Карл шагнул к Деборе и обнял ее, преодолевая сопротивление налившегося нечеловеческой силой тела. Это было непросто. Он не хотел причинить ей вреда, он желал ей добра, но в его объятиях находилась сейчас охваченная боевым безумием Отягощенная злом. Впрочем, Карл был терпелив и настойчив, он обнимал Дебору и нашептывал ей тихие ласковые слова, которые вначале она, по-видимому, даже не слышала. Но, как не напрасно говорят люди, «капля камень точит» и «любовь сильнее смерти», мало-помалу сталь в его руках начала снова превращаться в человеческую плоть, и в конце концов – а мало или много прошло времени, он тогда не знал – Дебора вернулась из своего личного ада в мир людей и снова стала самой собой.
Долгое мгновение, когда, как в сказке «о жити и нежити», добрый дух любовью сражался за спасение страдающей души, истекло, истаяло, как льдина, несомая весенними водами, и Карл очнулся от странного забытья. Они были одни в комнате, он и Дебора. Адат исчез, и солнечный свет по-прежнему заливал сквозь окна маленькую дубовую гостиную.
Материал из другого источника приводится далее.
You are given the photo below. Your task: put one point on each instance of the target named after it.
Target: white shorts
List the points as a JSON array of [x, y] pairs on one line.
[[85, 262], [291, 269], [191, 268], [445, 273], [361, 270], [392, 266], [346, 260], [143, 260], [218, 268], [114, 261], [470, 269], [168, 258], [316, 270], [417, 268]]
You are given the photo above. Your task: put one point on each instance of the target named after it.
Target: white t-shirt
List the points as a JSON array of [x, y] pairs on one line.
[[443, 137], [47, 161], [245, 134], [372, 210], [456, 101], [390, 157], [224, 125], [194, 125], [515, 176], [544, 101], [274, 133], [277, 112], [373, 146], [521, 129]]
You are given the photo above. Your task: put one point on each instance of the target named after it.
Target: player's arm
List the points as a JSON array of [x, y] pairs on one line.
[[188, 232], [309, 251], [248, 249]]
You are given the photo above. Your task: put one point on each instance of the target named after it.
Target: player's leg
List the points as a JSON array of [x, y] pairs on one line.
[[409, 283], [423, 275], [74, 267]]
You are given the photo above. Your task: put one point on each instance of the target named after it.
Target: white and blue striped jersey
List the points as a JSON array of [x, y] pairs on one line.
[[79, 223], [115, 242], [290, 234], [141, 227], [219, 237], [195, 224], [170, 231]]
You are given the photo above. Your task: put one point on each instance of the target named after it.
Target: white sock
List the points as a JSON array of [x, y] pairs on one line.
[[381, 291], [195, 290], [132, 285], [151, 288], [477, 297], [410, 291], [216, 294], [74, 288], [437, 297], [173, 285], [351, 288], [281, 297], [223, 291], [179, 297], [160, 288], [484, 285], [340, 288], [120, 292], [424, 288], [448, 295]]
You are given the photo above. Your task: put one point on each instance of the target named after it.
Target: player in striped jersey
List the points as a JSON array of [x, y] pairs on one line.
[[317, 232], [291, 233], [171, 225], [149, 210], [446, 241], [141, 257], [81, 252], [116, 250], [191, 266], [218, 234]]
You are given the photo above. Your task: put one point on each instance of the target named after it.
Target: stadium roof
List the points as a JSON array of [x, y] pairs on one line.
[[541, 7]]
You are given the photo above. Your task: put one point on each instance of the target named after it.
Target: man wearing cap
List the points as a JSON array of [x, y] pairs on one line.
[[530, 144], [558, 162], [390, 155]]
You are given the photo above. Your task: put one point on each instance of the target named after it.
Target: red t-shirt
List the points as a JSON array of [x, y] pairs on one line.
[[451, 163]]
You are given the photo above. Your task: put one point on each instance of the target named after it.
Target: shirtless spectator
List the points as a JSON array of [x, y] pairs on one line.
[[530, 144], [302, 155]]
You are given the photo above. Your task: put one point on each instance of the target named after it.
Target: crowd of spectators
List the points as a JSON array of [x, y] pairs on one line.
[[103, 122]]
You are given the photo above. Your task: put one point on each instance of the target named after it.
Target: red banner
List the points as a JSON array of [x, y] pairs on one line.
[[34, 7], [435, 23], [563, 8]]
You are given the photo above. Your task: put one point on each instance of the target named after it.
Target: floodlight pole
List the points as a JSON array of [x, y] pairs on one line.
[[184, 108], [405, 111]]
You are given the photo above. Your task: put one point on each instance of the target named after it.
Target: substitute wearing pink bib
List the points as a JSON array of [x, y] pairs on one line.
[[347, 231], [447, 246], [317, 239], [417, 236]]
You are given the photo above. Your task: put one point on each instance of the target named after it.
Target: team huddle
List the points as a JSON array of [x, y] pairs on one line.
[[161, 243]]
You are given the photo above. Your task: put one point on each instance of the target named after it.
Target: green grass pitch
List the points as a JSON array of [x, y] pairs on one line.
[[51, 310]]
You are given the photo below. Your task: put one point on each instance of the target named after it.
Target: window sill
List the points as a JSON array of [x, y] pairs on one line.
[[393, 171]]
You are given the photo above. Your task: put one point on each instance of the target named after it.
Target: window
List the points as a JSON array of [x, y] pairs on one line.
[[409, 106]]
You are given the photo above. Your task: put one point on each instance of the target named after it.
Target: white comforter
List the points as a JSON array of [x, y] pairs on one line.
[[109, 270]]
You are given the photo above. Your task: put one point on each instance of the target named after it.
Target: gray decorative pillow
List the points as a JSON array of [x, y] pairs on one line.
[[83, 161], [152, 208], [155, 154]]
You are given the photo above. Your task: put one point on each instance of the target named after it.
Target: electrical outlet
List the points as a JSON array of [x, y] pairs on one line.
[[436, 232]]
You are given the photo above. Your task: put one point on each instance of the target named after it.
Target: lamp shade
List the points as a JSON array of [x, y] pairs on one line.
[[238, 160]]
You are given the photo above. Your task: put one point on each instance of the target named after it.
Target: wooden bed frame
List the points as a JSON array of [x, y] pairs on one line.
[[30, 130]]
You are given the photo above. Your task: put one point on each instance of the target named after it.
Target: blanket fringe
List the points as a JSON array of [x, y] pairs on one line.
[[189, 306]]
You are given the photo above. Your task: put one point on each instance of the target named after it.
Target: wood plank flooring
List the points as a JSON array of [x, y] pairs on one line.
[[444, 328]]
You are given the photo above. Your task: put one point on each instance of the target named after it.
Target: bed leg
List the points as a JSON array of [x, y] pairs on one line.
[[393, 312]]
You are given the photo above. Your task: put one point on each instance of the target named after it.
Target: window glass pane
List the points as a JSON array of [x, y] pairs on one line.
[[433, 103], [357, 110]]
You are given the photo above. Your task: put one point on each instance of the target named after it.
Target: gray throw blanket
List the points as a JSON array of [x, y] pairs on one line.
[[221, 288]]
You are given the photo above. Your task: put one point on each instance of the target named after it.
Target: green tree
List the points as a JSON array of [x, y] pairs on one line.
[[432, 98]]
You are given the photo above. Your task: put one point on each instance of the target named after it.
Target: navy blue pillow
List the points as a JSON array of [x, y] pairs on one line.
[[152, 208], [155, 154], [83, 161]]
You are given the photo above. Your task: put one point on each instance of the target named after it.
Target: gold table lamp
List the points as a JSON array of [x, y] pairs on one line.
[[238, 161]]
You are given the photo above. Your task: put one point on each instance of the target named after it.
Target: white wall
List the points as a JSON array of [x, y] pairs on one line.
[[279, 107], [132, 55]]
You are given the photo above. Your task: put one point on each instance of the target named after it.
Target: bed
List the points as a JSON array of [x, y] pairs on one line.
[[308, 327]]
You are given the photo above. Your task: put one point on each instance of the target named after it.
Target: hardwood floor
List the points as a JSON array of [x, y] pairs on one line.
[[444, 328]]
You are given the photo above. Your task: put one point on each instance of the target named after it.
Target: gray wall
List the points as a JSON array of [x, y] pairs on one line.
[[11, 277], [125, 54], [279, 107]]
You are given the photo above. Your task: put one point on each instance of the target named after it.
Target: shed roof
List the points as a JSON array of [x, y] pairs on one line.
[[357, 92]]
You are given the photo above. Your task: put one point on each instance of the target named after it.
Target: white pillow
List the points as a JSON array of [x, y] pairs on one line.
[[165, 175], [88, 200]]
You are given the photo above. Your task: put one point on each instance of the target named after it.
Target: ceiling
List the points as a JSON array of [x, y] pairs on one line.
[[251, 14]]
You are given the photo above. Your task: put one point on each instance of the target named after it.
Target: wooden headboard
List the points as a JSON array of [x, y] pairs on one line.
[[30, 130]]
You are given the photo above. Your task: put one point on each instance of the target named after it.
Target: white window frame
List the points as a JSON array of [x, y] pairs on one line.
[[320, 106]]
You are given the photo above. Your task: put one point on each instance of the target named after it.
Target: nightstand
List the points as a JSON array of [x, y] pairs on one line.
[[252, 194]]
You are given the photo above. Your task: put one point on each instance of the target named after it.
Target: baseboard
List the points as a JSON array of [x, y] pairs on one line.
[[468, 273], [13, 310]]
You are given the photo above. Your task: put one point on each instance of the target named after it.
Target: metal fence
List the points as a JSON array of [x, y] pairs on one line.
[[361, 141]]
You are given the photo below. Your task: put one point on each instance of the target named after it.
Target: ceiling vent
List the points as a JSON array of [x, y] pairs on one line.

Они стояли, прижавшись друг к другу, обнявшись там и так, где и как застала их беда.
– Прости, Карл. – Голос Деборы был тих, почти не слышен.
– Молчи, – ответил он. – Все кончилось.
– Я…
– Ты ни в чем не виновата!
– Но…
– Больше этого никогда не случится.
– Как ты можешь знать?
– Я знаю, Дебора, – ответил Карл. – Знаю, чувствую. Верь мне, родная, все позади.
Напоив обессиленную приступом «безумия» Дебору красным вином с медом и корицей, Карл уложил ее в постель и, приказав слугам зашторить окна и разжечь камин, уселся в кресло, в изголовье кровати, и стал рассказывать притихшей женщине сказки. Он знал их множество, услышанных в разных концах мира, в долгих странствиях длиною в жизнь, но самому рассказывать эти незамысловатые истории Карлу еще никогда не приходилось. Тем не менее интуиция подсказывала, что молчать сейчас нельзя, но и говорить с Деборой о чем-либо, что могло потревожить ее взбаламученную ужасом прошлого душу, не стоит. А растревожить ее, казалось, могло все, что угодно. Любая тема способна была оказаться поводом и причиной для тяжелых мыслей и страшных воспоминаний. Выбор, таким образом, был не велик, но петь колыбельные Карл не умел, а героические баллады и любовные песни мало соответствовали моменту и сложившимся обстоятельствам. Оставались сказки, их Карл и рассказывал тихим, убаюкивающим голосом, стремясь отвлечь Дебору от мыслей о минувшем, успокоить, заговорить ее боль.